Weil immer mehr Marken der Konzernfamilie aus Kostengründen auf identische Bauteile setzen, wächst auch das Risiko millionenfacher Rückrufe. Ein erstes Beispiel für diese Gefahr gab es jetzt, als VW auf einen Schlag gut 2,6 Millionen Fahrzeuge in die Werkstätten orderte — das ist mehr, als die VW-Gruppe im Startquartal 2013 absetzte.
Der Löwenanteil der Probleme hängt an ein und demselben Getriebe. Und das ist auch noch eine ureigene Erfindung der VW-Ingenieure. Das Dilemma: Ausgerechnet die fünf absatzstärksten Konzernmarken nutzen das sogenannte Doppelkupplungsgetriebe DSG, das nun weltweit Ärger bereitet. Es geht um 1,6 Millionen Autobesitzer, denen VW zu einem freiwilligen Werkstattbesuch rät, „um die Zufriedenheit der DSG-Kunden weiter zu gewährleisten“.
Die Qualitätsprobleme erreichen damit ein Ausmaß, das bislang vor allem Konkurrenten wie General Motors und Toyota empfindlich traf.

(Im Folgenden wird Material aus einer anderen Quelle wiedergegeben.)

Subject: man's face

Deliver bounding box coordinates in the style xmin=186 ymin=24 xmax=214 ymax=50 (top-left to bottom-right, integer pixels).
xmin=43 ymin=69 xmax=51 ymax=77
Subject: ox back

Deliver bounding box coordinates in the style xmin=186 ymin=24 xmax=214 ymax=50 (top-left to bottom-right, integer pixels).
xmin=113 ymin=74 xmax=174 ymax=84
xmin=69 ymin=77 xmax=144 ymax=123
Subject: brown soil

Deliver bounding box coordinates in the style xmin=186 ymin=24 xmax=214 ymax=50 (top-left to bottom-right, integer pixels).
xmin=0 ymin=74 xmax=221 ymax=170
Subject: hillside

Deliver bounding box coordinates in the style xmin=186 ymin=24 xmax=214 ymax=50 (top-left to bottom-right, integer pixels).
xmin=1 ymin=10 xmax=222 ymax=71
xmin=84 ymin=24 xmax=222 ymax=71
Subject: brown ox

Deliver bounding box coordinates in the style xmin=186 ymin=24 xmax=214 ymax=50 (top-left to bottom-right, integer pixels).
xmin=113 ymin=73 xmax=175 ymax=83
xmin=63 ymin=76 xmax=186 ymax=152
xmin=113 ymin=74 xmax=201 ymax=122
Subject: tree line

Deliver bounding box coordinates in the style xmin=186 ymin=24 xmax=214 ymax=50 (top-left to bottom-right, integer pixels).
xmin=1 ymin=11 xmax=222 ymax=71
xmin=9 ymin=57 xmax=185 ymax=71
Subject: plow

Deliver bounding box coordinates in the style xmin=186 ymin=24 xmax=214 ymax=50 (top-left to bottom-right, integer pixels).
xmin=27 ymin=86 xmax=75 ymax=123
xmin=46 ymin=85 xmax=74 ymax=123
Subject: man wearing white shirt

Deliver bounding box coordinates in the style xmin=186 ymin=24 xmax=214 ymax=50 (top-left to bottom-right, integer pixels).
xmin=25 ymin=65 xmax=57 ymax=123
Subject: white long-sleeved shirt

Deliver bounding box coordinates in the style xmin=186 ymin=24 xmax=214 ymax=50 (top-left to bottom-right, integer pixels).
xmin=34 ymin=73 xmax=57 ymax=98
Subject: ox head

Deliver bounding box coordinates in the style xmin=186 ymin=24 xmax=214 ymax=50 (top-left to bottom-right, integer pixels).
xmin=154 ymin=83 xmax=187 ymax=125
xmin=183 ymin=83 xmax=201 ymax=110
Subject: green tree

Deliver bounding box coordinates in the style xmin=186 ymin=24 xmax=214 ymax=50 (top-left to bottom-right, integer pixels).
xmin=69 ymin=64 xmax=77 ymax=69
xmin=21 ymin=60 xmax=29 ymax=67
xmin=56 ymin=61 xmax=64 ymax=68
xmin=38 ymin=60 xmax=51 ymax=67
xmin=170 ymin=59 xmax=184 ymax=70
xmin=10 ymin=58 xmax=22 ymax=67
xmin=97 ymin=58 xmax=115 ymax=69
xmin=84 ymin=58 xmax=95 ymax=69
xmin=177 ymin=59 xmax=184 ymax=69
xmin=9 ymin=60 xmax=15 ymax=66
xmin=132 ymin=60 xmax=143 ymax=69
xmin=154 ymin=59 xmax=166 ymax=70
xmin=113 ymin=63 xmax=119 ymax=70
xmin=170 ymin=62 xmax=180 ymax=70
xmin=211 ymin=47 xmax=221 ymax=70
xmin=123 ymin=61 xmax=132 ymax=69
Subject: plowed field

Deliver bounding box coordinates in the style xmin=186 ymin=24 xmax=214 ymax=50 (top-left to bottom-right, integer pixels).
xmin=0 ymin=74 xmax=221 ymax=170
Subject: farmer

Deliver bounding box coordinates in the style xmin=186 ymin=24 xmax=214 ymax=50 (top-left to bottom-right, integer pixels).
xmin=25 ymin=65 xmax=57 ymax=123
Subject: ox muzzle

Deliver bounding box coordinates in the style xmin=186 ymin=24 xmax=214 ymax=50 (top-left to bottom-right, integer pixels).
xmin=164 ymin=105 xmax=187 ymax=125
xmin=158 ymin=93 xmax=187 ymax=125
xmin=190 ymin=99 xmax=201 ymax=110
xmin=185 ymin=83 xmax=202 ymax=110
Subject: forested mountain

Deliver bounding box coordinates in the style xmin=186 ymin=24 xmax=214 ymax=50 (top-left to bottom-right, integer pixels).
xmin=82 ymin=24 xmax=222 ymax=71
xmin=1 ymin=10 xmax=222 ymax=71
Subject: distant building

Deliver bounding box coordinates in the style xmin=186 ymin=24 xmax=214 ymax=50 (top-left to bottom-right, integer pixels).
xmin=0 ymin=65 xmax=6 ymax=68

Die mussten durch ihre schiere Größe schon häufiger Rückrufe im Millionenbereich organisieren — eine Aufholjagd auf diesem Gebiet hätten die Wolfsburger als globale Nummer drei wohl gern vermieden.
Doch über kurz oder lang hatten Experten mit Aktionen dieser Größenordnung auch bei Volkswagen gerechnet. So kommt der Rückruf für Stefan Bratzel von der Fachhochschule Bergisch Gladbach „nicht wahnsinnig überraschend. Das ist das Damokles-Schwert, das über der Plattformstrategie hängt“.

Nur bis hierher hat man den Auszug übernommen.